14-letnia mieszkanka Gorzowa Wielkopolskiego nie będzie dobrze wspominać tego spaceru ze swoim czworonogiem. Przechadzając się brzegiem Warty dostrzegła w rzece coś strasznego.
Do zdarzenia doszło w środę około godziny 14. 14-latka spacerowała nieopodal ulicy Fabrycznej w Gorzowie Wielkopolskim (woj. lubuskie). W pewnym momencie dostrzegła dryfujące z nurtem Warty ludzkie zwłoki. Od razu wezwała na miejsce odpowiednie służby.
ZOBACZ TEŻ: Romowie urządzili kilkudniową libację. Skończyło się makabrycznie
Nad brzegiem rzeki pojawili się policjanci i straż pożarna. Ci drudzy zajęli się wyłowieniem ciała z wody i przetransportowaniem na brzeg. Tam policjanci wraz z prokuratorem dokonali wstępnych oględzin i zabezpieczyli je do sekcji zwłok i dalszych specjalistycznych badań.
Jak na razie wiemy jedynie, że jest to ciało mężczyzny. Od razu pojawiły się podejrzenia, co do jego tożsamości. Spekulowano, że może to być człowiek, który 19 października skoczył do Warty z Mostu Staromiejskiego. Jest to jeden z symboli Gorzowa Wielkopolskiego i bardzo charakterystyczny punkt na panoramie miasta.
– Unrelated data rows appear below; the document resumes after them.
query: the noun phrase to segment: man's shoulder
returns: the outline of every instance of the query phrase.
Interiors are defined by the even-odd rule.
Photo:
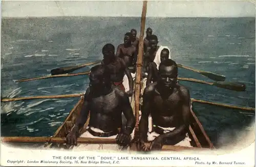
[[[126,93],[119,88],[118,86],[113,86],[113,91],[118,97],[123,97],[127,96]]]
[[[124,62],[124,60],[123,60],[123,59],[120,58],[120,57],[117,57],[116,58],[116,61],[118,62],[119,63],[121,63],[121,64],[125,64],[125,62]]]
[[[151,94],[153,92],[155,92],[157,84],[157,82],[154,82],[147,85],[144,89],[144,94]]]
[[[120,43],[117,46],[117,48],[118,47],[123,47],[123,43]]]
[[[189,91],[186,87],[179,84],[177,84],[177,86],[180,94],[184,97],[189,96]]]

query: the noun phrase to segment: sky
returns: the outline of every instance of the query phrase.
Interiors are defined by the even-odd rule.
[[[142,2],[137,1],[4,1],[2,16],[140,17],[142,8]],[[253,1],[153,1],[147,8],[147,17],[255,17]]]

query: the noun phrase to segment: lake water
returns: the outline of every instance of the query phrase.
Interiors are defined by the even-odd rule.
[[[2,19],[1,97],[13,98],[81,93],[87,75],[16,83],[15,80],[49,75],[51,69],[102,59],[102,47],[116,49],[124,34],[140,31],[140,18],[51,17]],[[226,76],[227,81],[246,84],[244,92],[180,81],[191,97],[237,106],[255,106],[255,18],[149,18],[160,45],[168,46],[178,63]],[[46,54],[47,53],[47,54]],[[75,73],[87,71],[90,67]],[[211,82],[179,69],[180,77]],[[51,136],[78,98],[1,103],[1,135]],[[255,114],[194,104],[194,110],[216,147],[250,130]]]

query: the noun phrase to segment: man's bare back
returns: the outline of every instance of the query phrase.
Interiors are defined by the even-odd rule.
[[[132,66],[134,65],[136,60],[136,48],[131,45],[125,47],[123,43],[120,44],[117,47],[116,55],[123,59],[127,66]]]
[[[190,96],[188,90],[177,83],[178,66],[175,62],[167,59],[159,65],[158,81],[146,86],[143,96],[143,106],[139,123],[141,149],[160,149],[165,142],[179,142],[189,125]],[[144,143],[147,139],[148,116],[151,114],[153,131],[159,135],[150,148]],[[174,130],[164,133],[164,128]]]

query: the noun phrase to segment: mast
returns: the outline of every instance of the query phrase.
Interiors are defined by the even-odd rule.
[[[146,13],[147,8],[147,1],[144,1],[143,3],[142,12],[141,14],[141,21],[140,23],[140,40],[139,43],[138,55],[136,64],[136,76],[135,78],[135,93],[134,94],[135,100],[135,116],[136,120],[135,128],[134,130],[134,137],[137,138],[139,132],[139,111],[140,105],[140,93],[141,91],[141,73],[143,64],[143,43],[144,43],[144,32],[145,29],[145,22],[146,20]]]

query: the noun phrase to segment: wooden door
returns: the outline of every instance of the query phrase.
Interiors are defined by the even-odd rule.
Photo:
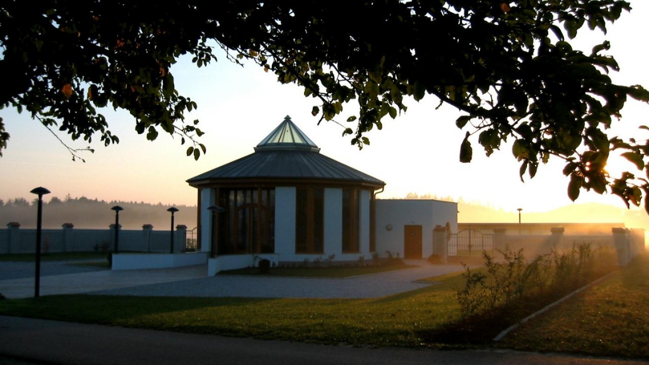
[[[421,225],[404,226],[404,258],[421,258]]]

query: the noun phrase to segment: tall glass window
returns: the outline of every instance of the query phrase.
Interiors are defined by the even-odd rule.
[[[323,253],[324,190],[295,189],[295,252]]]
[[[275,189],[219,189],[218,255],[275,252]]]
[[[360,230],[359,191],[343,189],[343,253],[359,252],[358,235]]]

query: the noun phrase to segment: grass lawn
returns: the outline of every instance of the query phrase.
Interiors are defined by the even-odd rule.
[[[510,333],[478,328],[467,342],[456,292],[459,273],[436,284],[364,299],[51,296],[0,301],[0,314],[90,323],[360,346],[503,347],[649,358],[649,260],[620,273]],[[487,327],[489,326],[489,327]],[[475,327],[473,328],[475,330]],[[459,332],[454,332],[459,331]]]
[[[221,271],[219,275],[265,275],[278,277],[349,277],[360,275],[368,275],[393,270],[413,268],[413,265],[399,264],[394,265],[360,266],[332,266],[321,268],[272,268],[268,272],[262,273],[258,268],[245,268],[234,270]]]
[[[8,253],[0,255],[0,261],[36,261],[36,253]],[[64,261],[67,260],[88,260],[101,258],[106,260],[106,252],[56,252],[41,253],[42,261]]]
[[[510,333],[501,345],[649,358],[649,255]]]

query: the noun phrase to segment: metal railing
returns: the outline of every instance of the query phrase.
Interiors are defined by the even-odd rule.
[[[448,253],[450,256],[480,256],[493,251],[493,234],[476,229],[465,229],[450,234]]]
[[[193,252],[199,250],[198,241],[198,227],[195,227],[191,231],[187,231],[187,236],[185,238],[185,245],[182,251],[185,252]]]

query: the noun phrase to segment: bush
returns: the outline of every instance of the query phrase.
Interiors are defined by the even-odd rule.
[[[260,272],[266,273],[271,270],[271,261],[266,258],[262,258],[259,260],[258,267]]]
[[[611,255],[606,248],[596,253],[588,244],[537,257],[528,262],[521,249],[508,246],[499,251],[503,262],[496,262],[483,252],[485,273],[464,265],[464,287],[457,291],[464,318],[481,312],[515,314],[530,307],[542,307],[610,272]]]

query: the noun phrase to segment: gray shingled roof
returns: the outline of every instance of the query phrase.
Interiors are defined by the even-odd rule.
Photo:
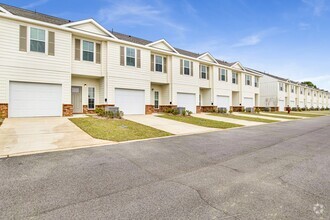
[[[2,3],[0,3],[0,6],[14,15],[25,17],[25,18],[30,18],[30,19],[34,19],[34,20],[38,20],[38,21],[43,21],[43,22],[47,22],[47,23],[51,23],[51,24],[62,25],[62,24],[67,24],[67,23],[71,22],[70,20],[57,18],[57,17],[53,17],[50,15],[45,15],[45,14],[42,14],[39,12],[34,12],[34,11],[22,9],[22,8],[17,8],[17,7],[2,4]]]
[[[38,20],[38,21],[43,21],[43,22],[47,22],[47,23],[51,23],[51,24],[63,25],[63,24],[67,24],[67,23],[71,22],[70,20],[57,18],[57,17],[53,17],[53,16],[50,16],[50,15],[46,15],[46,14],[42,14],[42,13],[39,13],[39,12],[30,11],[30,10],[26,10],[26,9],[10,6],[10,5],[6,5],[6,4],[2,4],[2,3],[0,3],[0,6],[3,7],[4,9],[6,9],[7,11],[9,11],[10,13],[14,14],[14,15],[25,17],[25,18],[30,18],[30,19],[34,19],[34,20]],[[145,39],[142,39],[142,38],[134,37],[134,36],[131,36],[131,35],[122,34],[122,33],[119,33],[119,32],[113,32],[112,31],[112,34],[120,40],[132,42],[132,43],[136,43],[136,44],[140,44],[140,45],[147,45],[147,44],[150,44],[150,43],[153,42],[153,41],[145,40]],[[183,50],[183,49],[180,49],[180,48],[175,48],[175,50],[178,51],[179,54],[189,56],[189,57],[193,57],[193,58],[198,58],[199,56],[202,55],[202,54],[199,54],[199,53],[190,52],[190,51]],[[225,65],[225,66],[228,66],[228,67],[235,64],[235,62],[229,63],[229,62],[219,60],[219,59],[216,59],[216,61],[219,64],[222,64],[222,65]]]

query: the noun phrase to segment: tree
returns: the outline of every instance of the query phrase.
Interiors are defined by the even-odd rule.
[[[302,82],[301,84],[304,84],[304,85],[307,85],[307,86],[310,86],[310,87],[313,87],[313,88],[317,89],[317,86],[314,85],[314,83],[312,83],[311,81],[305,81],[305,82]]]

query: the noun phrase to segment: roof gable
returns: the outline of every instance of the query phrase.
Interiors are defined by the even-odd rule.
[[[205,60],[211,63],[218,63],[217,60],[210,53],[203,53],[198,57],[200,60]]]
[[[147,44],[148,47],[157,48],[160,50],[165,50],[169,52],[178,53],[174,47],[172,47],[166,40],[161,39],[150,44]]]
[[[238,69],[238,70],[245,71],[244,67],[242,66],[242,64],[240,64],[240,62],[235,62],[231,67]]]
[[[93,19],[71,22],[68,24],[64,24],[62,26],[86,31],[93,34],[116,38],[113,34],[111,34],[108,30],[106,30],[104,27],[102,27],[99,23],[97,23]]]

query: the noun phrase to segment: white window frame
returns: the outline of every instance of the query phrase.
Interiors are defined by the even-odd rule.
[[[45,52],[39,52],[39,51],[33,51],[33,50],[31,50],[31,40],[32,40],[31,39],[31,29],[32,28],[37,29],[37,30],[43,30],[43,31],[45,31],[45,41],[44,41],[44,43],[45,43]],[[43,28],[40,28],[40,27],[36,27],[36,26],[28,26],[27,27],[27,38],[29,39],[28,40],[28,45],[27,45],[29,52],[37,53],[37,54],[45,54],[45,55],[48,54],[48,41],[47,41],[47,39],[48,39],[48,30],[43,29]]]
[[[154,55],[154,65],[155,65],[155,72],[163,73],[164,72],[164,57],[160,55]],[[161,58],[161,64],[157,63],[157,57]],[[161,65],[162,71],[157,70],[157,65]]]
[[[91,52],[91,51],[87,51],[87,50],[84,50],[84,42],[88,42],[88,43],[93,43],[93,61],[90,61],[90,60],[84,60],[84,51],[86,52]],[[84,61],[84,62],[89,62],[89,63],[95,63],[95,54],[96,54],[96,43],[94,41],[91,41],[91,40],[86,40],[86,39],[81,39],[80,40],[80,53],[81,53],[81,60]]]
[[[235,82],[234,82],[234,80],[235,80]],[[232,72],[231,82],[236,85],[238,84],[238,73],[237,72]]]
[[[252,76],[251,75],[248,75],[248,74],[245,75],[245,85],[252,86]]]
[[[203,71],[204,69],[204,71]],[[205,76],[203,77],[203,74],[205,74]],[[201,79],[207,79],[207,66],[205,65],[201,65]]]
[[[186,63],[188,63],[188,67],[186,67]],[[189,60],[183,60],[183,67],[182,67],[183,68],[183,75],[185,75],[185,76],[190,76],[191,75],[190,74],[191,73],[190,72],[191,71],[190,70],[190,65],[191,64],[190,64],[190,61]],[[186,69],[188,69],[188,74],[186,74],[186,71],[185,71]]]
[[[222,79],[222,76],[224,76],[225,78]],[[227,82],[227,77],[228,77],[228,70],[221,68],[220,69],[220,81]]]
[[[132,50],[134,50],[134,57],[130,57],[130,56],[128,56],[128,54],[127,54],[127,50],[128,49],[132,49]],[[134,66],[133,65],[127,65],[127,58],[134,58]],[[136,64],[137,64],[137,58],[136,58],[136,49],[135,48],[133,48],[133,47],[125,47],[125,66],[130,66],[130,67],[136,67]]]
[[[94,97],[93,97],[94,98],[94,107],[93,108],[89,107],[89,89],[94,89]],[[95,86],[89,86],[89,87],[87,87],[87,108],[90,110],[94,110],[95,106],[96,106],[96,88],[95,88]]]
[[[156,100],[156,93],[158,94],[158,99]],[[160,97],[159,97],[159,91],[158,90],[155,90],[154,91],[154,108],[155,109],[159,109],[159,100],[160,100]],[[156,101],[158,102],[157,104],[158,104],[158,106],[156,107]]]

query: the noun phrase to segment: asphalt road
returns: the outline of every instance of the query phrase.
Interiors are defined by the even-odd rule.
[[[0,160],[1,219],[330,219],[330,117]]]

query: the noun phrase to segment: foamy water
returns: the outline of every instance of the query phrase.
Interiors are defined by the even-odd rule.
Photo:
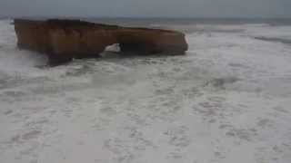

#Gorzów Z Warty wyłowiono zwłoki mężczyzny. Ciało przy brzegu rzeki zauważyła mieszkanka Gorzowa. Jak na razie nie jest znana tożsamość mężczyzny. Decyzją prokuratora ciało zostało zabezpieczone do sekcji zwłok. @RadioZET_NEWS pic.twitter.com/pAg5M8hDVY
— Kamil Lewera (@KamilLewera) November 6, 2019
Jednak policja zaprzeczyła jakoby mógł to być ten sam człowiek. W związku z tym jego poszukiwania nadal będą trwać, zaś teraz śledczy z województwa lubuskiego muszą ustalić kim jest ten denat.
Nie można wykluczyć możliwości, że mężczyzna utonął poza Gorzowem Wielkopolskim, a nurt rzeki przesunął jego ciało kilka-kilkanaście kilometrów. W związku z tym policjantów czeka wytężona praca by sprawdzić rejestry poszukiwanych, którzy zaginęli w ostatnich tygodniach nad Wartą lub w jej okolicy.